Learning English, the first language of his parents, was an extremely difficult task for the young man from Xi’an. There just wasn’t enough of an incentive for Fred and his siblings to learn it, said Fred.
“I wasn’t interested in learning English but after what happened in 1968 when the civil rights movement became huge in the US, things changed. My parents were very excited about the Martin Luther King’s speech and I wanted to know it and so I said “Translate for me!”. And they said ‘Oh you better learn English’.
In 1971 when the PRC/USA relationship improved, Fred’s uncle came along with a lot of Americans.
“During those years, white Americans would always say I’m an American. I had no idea what America was like but I gradually became interested in learning English and when I turned twenty one, I visited the United States for the first time.”
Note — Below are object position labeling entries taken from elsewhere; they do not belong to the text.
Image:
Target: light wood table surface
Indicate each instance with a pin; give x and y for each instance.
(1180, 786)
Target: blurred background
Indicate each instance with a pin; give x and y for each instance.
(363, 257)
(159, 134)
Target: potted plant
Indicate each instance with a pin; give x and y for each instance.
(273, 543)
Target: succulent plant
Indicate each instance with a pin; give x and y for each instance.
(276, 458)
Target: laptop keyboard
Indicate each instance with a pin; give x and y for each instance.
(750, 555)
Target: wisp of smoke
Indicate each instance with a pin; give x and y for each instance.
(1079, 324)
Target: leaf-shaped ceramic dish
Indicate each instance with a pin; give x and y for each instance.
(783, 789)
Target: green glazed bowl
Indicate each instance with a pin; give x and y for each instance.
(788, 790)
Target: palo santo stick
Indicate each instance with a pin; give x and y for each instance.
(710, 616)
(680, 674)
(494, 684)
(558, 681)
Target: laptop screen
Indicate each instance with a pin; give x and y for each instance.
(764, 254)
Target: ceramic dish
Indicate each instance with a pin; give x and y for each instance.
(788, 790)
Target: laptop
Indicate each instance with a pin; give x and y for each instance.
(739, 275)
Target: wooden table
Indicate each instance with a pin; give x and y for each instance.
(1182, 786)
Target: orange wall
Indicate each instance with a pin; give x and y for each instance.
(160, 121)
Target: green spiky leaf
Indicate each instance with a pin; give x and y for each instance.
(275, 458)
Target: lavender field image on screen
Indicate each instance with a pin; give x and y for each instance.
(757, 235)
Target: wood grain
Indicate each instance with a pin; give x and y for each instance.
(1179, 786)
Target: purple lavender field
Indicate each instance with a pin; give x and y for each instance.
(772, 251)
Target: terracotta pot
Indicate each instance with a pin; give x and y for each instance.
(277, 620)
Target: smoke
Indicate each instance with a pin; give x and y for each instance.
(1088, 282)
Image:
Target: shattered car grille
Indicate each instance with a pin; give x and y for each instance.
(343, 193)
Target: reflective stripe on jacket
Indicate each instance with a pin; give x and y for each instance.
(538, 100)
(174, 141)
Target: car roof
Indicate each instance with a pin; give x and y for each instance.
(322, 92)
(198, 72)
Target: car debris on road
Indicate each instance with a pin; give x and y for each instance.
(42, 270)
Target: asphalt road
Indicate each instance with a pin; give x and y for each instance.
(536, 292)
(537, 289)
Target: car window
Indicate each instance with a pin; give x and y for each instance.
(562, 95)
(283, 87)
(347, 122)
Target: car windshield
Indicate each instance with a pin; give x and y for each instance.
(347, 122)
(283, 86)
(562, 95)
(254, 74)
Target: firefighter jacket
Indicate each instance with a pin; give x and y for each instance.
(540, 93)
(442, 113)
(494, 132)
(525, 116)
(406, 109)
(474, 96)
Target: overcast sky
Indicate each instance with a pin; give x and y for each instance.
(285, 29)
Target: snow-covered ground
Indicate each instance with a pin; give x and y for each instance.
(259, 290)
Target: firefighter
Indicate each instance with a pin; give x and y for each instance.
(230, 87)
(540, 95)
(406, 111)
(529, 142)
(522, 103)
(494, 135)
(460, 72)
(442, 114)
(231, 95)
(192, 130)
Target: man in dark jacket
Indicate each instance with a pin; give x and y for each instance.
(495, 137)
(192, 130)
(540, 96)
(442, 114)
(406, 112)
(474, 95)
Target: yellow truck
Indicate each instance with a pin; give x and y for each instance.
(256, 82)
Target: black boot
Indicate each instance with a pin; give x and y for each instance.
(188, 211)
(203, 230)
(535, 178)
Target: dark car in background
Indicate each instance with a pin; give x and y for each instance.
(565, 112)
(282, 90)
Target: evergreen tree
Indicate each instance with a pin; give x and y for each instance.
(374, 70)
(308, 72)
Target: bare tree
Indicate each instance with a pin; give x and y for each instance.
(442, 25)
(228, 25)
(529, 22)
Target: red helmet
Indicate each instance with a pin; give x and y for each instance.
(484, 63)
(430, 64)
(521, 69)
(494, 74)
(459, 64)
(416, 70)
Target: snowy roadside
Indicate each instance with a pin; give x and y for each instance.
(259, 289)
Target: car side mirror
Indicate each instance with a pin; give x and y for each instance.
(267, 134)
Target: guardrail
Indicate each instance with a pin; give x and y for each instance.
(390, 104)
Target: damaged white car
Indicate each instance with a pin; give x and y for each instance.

“But the hard point was the language, the language barrier. I couldn’t speak much English. For the first three months, I felt like I was under house arrest. I stayed at my uncle’s family home, and my uncle could barely speak Mandarin Chinese. His wife and his children too spoke no Mandarin Chinese. The newspapers were in English, and the radio broadcast was in English. I didn’t see any Chinese and I had nobody to communicate with.”
Fred always felt at home in China. It wasn’t always that way though, growing up looking like an outsider yet wanting desperately to fit in.
“When I was really young, people on the farm and my classmates just treated me as one of them. That said, I know that as soon as I left the farm, people treated me as an outsider, a stranger. But hey, I have experienced zero double-takes while on the farm. As a fellow farm boy, when kids were fighting and playing, there were no discrimination, no differences. As I got older, in the mid 1960’s, there was a new directive on foreigners and foreigners without permission cannot get outside the city. As a foreign looking person at the time, I had to have a visa but when asked at the checkpoint, I told them I was born in China, which is true and I got a pass.”
Since the Chinese Civil War, Fred’s parents lived in China permanently until their death a few years ago.
Fred Engst lived abroad for many years but returned to the People’s Republic of China in 2007 where he now works as a professor at the Beijing University of International Business and Economics.